House Approves 6.3% Income Tax Cut

After weeks of studying the sweeping proposals from Gov. John Kasich in his executive budget for FY16-17, House Republicans unveiled their version Tuesday that largely strips out the proposed sales tax expansion to consultants and others as well as the severance, tobacco and CAT taxes and dedicates more money to school districts so that fewer will lose funds in the next biennium.

The House proposal will give a 6.3 percent across-the-board income tax cut beginning in Tax Year 2015 worth $1.2 billion over the biennium, which will lower the top tax rate to 4.997 percent. The substitute bill will also make the 75 percent small business tax deduction that was adopted by the 130th General Assembly permanent.

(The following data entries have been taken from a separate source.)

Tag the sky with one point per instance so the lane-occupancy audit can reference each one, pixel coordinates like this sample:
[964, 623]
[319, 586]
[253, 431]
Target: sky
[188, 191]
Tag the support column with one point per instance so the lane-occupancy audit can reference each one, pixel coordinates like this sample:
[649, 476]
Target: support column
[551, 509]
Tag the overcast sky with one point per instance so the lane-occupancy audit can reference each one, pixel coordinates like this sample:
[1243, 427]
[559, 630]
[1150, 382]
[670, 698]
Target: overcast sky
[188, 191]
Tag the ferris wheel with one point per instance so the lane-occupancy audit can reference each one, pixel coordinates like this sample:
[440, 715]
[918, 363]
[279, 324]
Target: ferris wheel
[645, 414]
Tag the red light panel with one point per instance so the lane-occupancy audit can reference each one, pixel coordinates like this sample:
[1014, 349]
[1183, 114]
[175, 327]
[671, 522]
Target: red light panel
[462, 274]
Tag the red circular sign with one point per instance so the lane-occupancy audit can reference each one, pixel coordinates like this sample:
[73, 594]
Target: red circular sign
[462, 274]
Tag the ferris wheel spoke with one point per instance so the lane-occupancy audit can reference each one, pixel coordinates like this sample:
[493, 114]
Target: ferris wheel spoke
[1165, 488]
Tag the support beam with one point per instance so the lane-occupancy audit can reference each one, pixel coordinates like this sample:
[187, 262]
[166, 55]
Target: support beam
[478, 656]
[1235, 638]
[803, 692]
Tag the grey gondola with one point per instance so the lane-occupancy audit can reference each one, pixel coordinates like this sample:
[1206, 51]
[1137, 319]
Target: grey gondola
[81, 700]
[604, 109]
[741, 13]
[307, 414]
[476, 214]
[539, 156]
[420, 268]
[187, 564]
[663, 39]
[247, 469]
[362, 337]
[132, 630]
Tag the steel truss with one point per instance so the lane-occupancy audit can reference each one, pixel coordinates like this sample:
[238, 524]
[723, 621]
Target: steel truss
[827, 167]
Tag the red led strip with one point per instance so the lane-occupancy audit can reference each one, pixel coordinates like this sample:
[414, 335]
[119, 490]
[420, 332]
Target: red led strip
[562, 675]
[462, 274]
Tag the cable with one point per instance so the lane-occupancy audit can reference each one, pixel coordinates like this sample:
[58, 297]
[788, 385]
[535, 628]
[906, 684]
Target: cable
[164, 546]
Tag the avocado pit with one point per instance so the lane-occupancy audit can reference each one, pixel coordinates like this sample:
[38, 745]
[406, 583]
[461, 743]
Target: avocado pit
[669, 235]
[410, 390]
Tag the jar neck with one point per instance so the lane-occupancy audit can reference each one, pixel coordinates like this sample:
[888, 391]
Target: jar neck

House Speaker Cliff Rosenberger (R-Clarksville) says he believes in the direction Kasich is trying to take the state long term, but said he wanted to give businesses tax certainty and get everyone on the same page as they move along the path that Kasich has laid out in his executive budget.

 

 To that end, the substitute bill includes the creation of the 2020 Tax Policy Study Commission, which will examine the state’s tax policies in comparison to other states. Rosenberger said it will include members of the House and Senate as well as the tax commissioner and budget director to look at tax policies and make recommendations. Among the items that will be studied by the commission will be an increase in the severance tax, something Kasich has pushed for but which has been resisted by lawmakers and the oil and gas industry, who have argued for a much lower tax than proposed by the governor.